Begolly recently chewed the shit out of a federal agent's arm while being placed under arrest.

Now, just because Emerson has posted pro-jihad jingles and other jocularities online, was apparently under federal watch at the time of contact, had announced a desire for martyrdom, and all roads would otherwise lead to one inescapable conclusion, let's give ol' Emerson the benefit of the doubt: We will not characterize him as a "terrorist" (Heaven forbid).

Instead, let's just deal with this low-down, filthy, vile sick-**** for what he is and his act of attempted mayhem.

As far as I'm concerned, this SOB shouldn't be chewing on anything but Polident, Dentu-Creme, and Gerber's the rest of his pathetic life. Yeah, I sincerely believe that the feds should have knocked his goddamned teeth out.

Of course, they probably were like me the first time I got bitten: Not expecting it.

In the hierarchy of probable assaults against our person, getting bitten probably falls between getting stabbed by a nail file and getting whacked with our own baton: We've all heard of such things happening, but don't really think it's going to happen to us. We're just too busy watching the hands.

And thank goodness the feds were doing as much because whatever else, they did prevent Emerson from retrieving a firearm he was going for.

Still, nowhere in our job description does one find the word "chew toy" and to my addled mind, biting is for sissies, people fighting for their lives, and heavyweight boxers past their prime getting their asses kicked in the ring.

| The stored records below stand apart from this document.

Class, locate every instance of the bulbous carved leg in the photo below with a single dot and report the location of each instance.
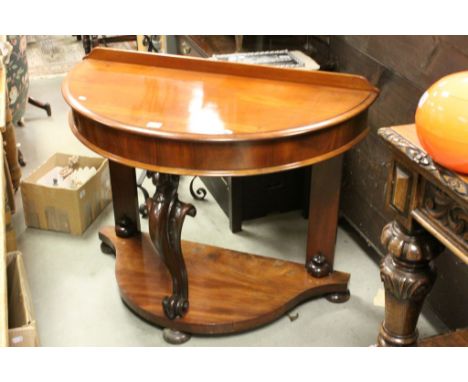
(408, 275)
(166, 217)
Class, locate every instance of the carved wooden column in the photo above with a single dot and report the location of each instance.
(408, 275)
(166, 216)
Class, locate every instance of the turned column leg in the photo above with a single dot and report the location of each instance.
(408, 275)
(166, 216)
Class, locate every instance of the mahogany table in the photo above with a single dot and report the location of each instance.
(176, 116)
(430, 205)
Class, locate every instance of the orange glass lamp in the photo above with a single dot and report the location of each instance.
(442, 121)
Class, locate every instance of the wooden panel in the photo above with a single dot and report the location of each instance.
(229, 291)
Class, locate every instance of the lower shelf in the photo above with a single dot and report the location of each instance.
(229, 291)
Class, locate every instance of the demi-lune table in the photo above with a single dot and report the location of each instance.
(179, 116)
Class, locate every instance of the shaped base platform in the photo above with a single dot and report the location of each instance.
(229, 291)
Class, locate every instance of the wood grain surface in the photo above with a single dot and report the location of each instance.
(458, 338)
(196, 116)
(229, 291)
(189, 98)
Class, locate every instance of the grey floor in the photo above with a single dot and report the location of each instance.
(74, 291)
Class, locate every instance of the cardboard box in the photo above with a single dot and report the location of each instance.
(22, 330)
(61, 209)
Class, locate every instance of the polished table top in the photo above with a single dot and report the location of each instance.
(182, 99)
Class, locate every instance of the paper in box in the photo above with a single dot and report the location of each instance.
(61, 209)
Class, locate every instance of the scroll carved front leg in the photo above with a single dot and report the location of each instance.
(166, 217)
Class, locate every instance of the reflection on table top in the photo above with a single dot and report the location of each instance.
(181, 97)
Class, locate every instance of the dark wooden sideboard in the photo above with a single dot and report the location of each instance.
(430, 207)
(186, 286)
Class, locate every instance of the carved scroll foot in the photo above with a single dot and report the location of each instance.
(166, 217)
(107, 249)
(125, 228)
(408, 275)
(338, 297)
(318, 266)
(175, 337)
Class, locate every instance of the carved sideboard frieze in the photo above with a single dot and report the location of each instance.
(409, 248)
(415, 154)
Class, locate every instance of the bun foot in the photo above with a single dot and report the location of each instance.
(107, 249)
(175, 337)
(338, 297)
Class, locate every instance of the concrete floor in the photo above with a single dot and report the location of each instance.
(75, 294)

Just about any bite of mammalian origin is gonna hurt, and I wouldn't want to get chomped on by a lion, bear, Nancy Pelosi, or any other predatory animal.

But a human bite?

An article by Don Revis, Consulting Staff, Department of Surgery, Division of Plastic and Reconstructive Surgery, University of Florida College of Medicine, puts it this way: "The bacterial inoculum of human bite wounds is rich in oral flora, as saliva contains as many as 100,000,000 organisms per mL, representing as many as 190 different species. Moreover, most of these injuries occur on the hands, and hand wounds of any cause have a higher infection rate than similar wounds in other anatomic locations."

Translation: "It's some nasty shit."

Among the diseases and infections that can attach themselves with a bite (aside from teeth): Hepatitis B. Herpes. TB. Tetanus. Staph. Syphylis (yes, a chomping clamp can give you the clap).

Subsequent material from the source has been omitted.